Z Corporation Helping Local Motors Streamline Custom Car Development

Z Corporation's ZScanning and ZPrinting technologies are helping Local Motors cut costs and development time for custom cars.

Local Motors, the company bringing mass-customization to the auto industry, is using Z Corporation technology to streamline development of its open source custom cars.

The Phoenix-based company, spotlighted last week by the president, builds limited runs of daringly designed cars “co-created” by its growing community of transportation designers, engineers and enthusiasts. Examples are the Rally Fighter, Boston Bullet, LM Extreme and Green Apple.

Z Corporation 3D scanning and 3D printing are helping us speed development and lower costs so that we can stay on time and on budget,” says Mike Pisani, Local Motors’ vehicle engineer and lead builder trainer. “We use the technologies for a surprising number of applications and come up with new ones seemingly every day.”

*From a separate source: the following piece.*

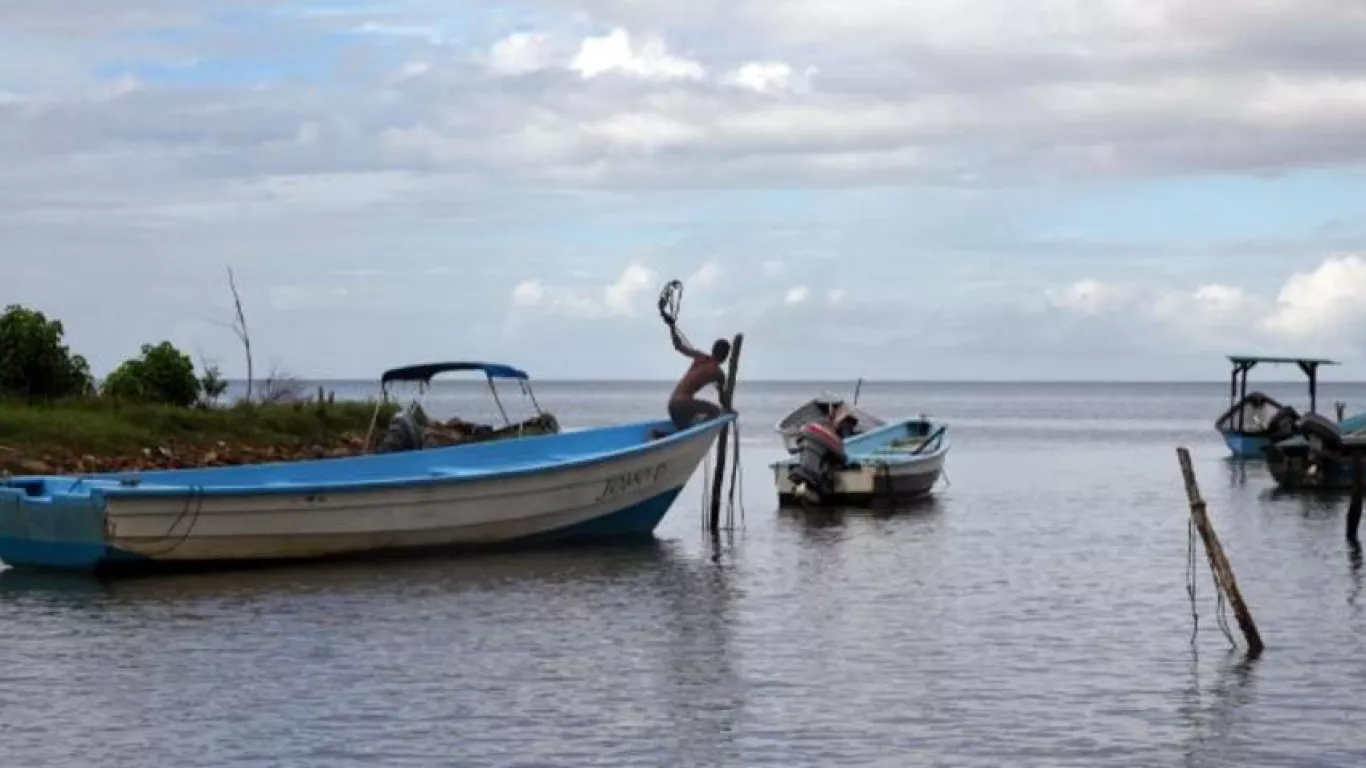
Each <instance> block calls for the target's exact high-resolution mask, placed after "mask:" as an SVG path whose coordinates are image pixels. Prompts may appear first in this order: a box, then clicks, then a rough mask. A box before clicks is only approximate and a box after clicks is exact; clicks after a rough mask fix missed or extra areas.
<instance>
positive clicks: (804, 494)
mask: <svg viewBox="0 0 1366 768" xmlns="http://www.w3.org/2000/svg"><path fill="white" fill-rule="evenodd" d="M844 448H846V450H847V454H846V463H844V465H843V466H840V465H839V463H822V467H824V469H822V470H821V471H820V477H821V478H824V480H813V477H814V476H811V474H810V473H809V470H806V469H799V467H802V466H803V461H805V459H803V458H802V455H798V456H794V458H790V459H787V461H781V462H776V463H775V465H773V466H772V469H773V484H775V488H776V491H777V495H779V503H781V504H807V503H813V504H825V506H865V504H874V503H878V502H892V503H895V502H897V500H910V499H915V497H921V496H926V495H929V493H932V492H933V489H934V485H936V484H937V482H938V480H940V477H941V476H943V473H944V463H945V461H947V458H948V451H949V439H948V433H947V426H944V425H943V424H937V422H933V421H928V420H921V418H918V420H906V421H902V422H893V424H888V425H885V426H882V428H880V429H876V430H873V432H869V433H866V435H862V436H858V437H851V439H850V440H847V441H846V443H844ZM805 456H807V458H809V456H810V454H806V455H805ZM805 466H807V467H810V465H805ZM836 467H837V469H836ZM794 471H796V474H798V476H799V477H805V478H806V480H807V481H816V482H818V484H820V485H822V488H820V489H816V488H810V486H807V485H806V484H805V482H803V481H802V480H794V477H792V474H794Z"/></svg>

In a visit last Friday to Carnegie Mellon University, President Obama touted a combat support vehicle, designed by the Local Motors community and manufactured in less than 14 weeks, as an example of a bold, new way to innovate: “Instead of having a 10-year lead time to develop a piece of equipment with all kinds of changing specs and a moving target, if we were able to collapse the pace at which that manufacturing takes place, that would save taxpayers billions of dollars. But it also could get products out to the theater faster, which could save lives more quickly and could then transfer to the private sector more rapidly, which means we could get better products and services that we could sell and export around the world.”

Vehicle packaging, reverse engineering, sourcing decisions

ZPrinting and ZScanning help the company quickly develop custom parts, effectively incorporate components into the vehicle “packaging,” and execute special projects on the fly.

For example, for its popular Rally Fighter, the company needed a driveshaft yoke to accommodate its off-road-ready suspension. Pisani’s team purchased the closest off-the-shelf part they could find and reverse-engineered it. Using the ZScanner 800, the team captured the surface data from the off-the-shelf yoke, converted it to a SolidWorks CAD virtual model, changed several dimensions, and added connection brackets. The team then used its ZPrinter to print a concept model to ensure proper fit. The physical model included fine detail such as thin splines that connected to the driveshaft.

“The ZScanner and ZPrinter helped us move quickly from concept to final tooling without sending the CAD model out to a machine shop,” says Pisani. “That step would have required the machine shop to go through at least two revisions of tooling and production and would have forced us to go through several redesigns, costing us an extra three to four weeks of lead time and $2,700. This is just one example of how innovative R&D technology can make limited-edition, locally built cars viable.”

Packaging, molds and full-scale car models

Local Motors also uses ZScanning technology for vehicle packaging, which is ensuring all parts fit properly in the chassis. Pisani’s team scanned the gas tank, engine and steering column, incorporating the volumes into the SolidWorks model of the car. In addition to ensuring accuracy, this step also enabled Local Motors to customize connections to the chassis and perform critical ergonomic studies, such as driver/steering wheel interface. 

In another instance, the team used ZScanning and ZPrinting to make sourcing decisions on headlights and tail lights. Using data from a late-stage CAD model of a car, they ZPrinted a mold of the front quarter panel, quickly created a fiberglass “positive,” and took the model to a mall parking lot to match it up to mass-market cars.

ZScanning requires no special fixtures to hold the target object, which is free to move during scanning. Scanning is executed in one continuous sweep and generates a single file instead of multiple files that need to be painstakingly sewn together.  “You can go into small cramped spaces, get all in one shot, and bring it right into CAD software,” says Pisani.

Cost-effective measures like these enable Local Motors to spend a fraction of what the large automakers spend on developing a car: $2 million to $3 million and 18 months versus $200 million to $300 million and five to seven years.